Action: We built an automated dashboard to track behavioral differences and the performance of our testimonial content.
Example 3 — Channel Comparison
2 Sentence Learning: Crossover is receiving over 17K applicants per week, so a deep-dive was necessary in order to compare paid and organic channel performance with a functional domain break down. This deep-dive revealed that organic channels are performing as well as paid channels.
Action: Action: Conducted a deep-dive into organic channels to discover the dollar value received through marketing content, social media, and organic search traffic.

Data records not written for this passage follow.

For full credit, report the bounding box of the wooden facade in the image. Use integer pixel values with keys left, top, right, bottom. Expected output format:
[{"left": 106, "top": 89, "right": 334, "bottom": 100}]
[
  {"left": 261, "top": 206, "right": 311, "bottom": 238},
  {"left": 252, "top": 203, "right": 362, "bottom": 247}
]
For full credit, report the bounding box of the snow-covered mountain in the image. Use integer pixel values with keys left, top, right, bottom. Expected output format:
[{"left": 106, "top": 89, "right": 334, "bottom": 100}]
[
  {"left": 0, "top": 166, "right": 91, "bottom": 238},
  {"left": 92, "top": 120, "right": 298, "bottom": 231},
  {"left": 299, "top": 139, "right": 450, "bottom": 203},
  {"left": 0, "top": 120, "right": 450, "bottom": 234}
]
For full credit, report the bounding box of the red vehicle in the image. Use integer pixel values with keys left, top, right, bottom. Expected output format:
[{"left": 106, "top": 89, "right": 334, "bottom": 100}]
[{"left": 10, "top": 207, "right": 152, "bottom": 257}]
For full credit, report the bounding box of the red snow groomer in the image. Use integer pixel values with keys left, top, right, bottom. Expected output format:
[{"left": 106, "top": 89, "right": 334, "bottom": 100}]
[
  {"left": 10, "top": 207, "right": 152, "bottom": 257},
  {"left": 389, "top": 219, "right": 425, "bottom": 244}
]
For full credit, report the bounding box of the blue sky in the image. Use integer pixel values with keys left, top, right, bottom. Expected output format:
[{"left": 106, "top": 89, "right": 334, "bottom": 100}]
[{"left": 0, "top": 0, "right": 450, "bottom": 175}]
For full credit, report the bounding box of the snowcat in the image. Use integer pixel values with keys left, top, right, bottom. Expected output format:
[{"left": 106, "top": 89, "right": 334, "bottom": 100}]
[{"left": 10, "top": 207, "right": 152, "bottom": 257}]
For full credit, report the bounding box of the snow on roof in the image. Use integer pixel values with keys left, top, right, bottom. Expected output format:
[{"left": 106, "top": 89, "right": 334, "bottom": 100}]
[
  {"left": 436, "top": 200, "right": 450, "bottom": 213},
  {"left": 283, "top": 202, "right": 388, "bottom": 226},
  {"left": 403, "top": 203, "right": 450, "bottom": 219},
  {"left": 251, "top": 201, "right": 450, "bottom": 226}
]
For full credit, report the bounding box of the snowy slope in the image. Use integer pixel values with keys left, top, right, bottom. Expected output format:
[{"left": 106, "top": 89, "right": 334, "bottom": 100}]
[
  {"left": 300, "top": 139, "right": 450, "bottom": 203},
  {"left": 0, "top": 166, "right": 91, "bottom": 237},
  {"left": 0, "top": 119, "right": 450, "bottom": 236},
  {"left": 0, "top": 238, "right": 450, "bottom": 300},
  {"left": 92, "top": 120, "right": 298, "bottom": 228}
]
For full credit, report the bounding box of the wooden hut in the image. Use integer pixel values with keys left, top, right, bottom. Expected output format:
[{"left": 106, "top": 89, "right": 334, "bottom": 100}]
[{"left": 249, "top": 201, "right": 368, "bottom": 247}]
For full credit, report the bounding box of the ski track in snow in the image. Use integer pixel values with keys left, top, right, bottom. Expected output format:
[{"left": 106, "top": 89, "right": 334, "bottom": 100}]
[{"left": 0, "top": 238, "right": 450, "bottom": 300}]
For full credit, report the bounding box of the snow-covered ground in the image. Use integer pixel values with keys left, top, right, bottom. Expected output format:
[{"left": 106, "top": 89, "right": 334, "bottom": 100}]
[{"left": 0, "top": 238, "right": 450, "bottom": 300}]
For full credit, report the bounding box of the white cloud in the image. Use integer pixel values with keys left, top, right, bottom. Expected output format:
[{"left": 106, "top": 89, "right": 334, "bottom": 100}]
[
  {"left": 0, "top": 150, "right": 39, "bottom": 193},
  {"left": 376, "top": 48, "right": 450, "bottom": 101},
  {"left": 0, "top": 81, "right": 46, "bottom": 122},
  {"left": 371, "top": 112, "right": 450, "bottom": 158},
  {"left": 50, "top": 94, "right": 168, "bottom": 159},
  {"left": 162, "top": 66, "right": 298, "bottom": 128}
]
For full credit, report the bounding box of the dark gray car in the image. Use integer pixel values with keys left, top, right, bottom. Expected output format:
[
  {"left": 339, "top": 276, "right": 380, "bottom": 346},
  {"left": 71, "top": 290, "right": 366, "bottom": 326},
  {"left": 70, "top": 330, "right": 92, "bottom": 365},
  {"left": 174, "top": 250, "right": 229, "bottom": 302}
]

Example 4 — Crossover Added Value in the Emerging Markets
3 Sentence Learning: As the inventor of the terms “Cloud Teams” and “Cloud Wages,” Crossover is offering massive value to professionals from emerging markets. We wanted to know exactly how much. We worked on four different models to understand Crossover’s added value in each market.
Action: Now that we know the arbitrage opportunity of our investments, we are using this data to prioritize markets and marketing investment.
Example 5 — Testing Content Pass Rates
3 Sentence Learning: At Crossover, we are evaluating 17K candidates on a weekly basis and our candidate testing process has 4 major parts: Basic Fit Questions, Cognitive Aptitude Test, Subject Matter Questions and Free Response Questions. After doing a deep-dive into candidate data, we discovered some of our pipelines were eliminating good candidates and some were letting bad ones pass. Considering the huge amount of money we’re investing in lead generation every year, these mistakes have dollar-value ramifications.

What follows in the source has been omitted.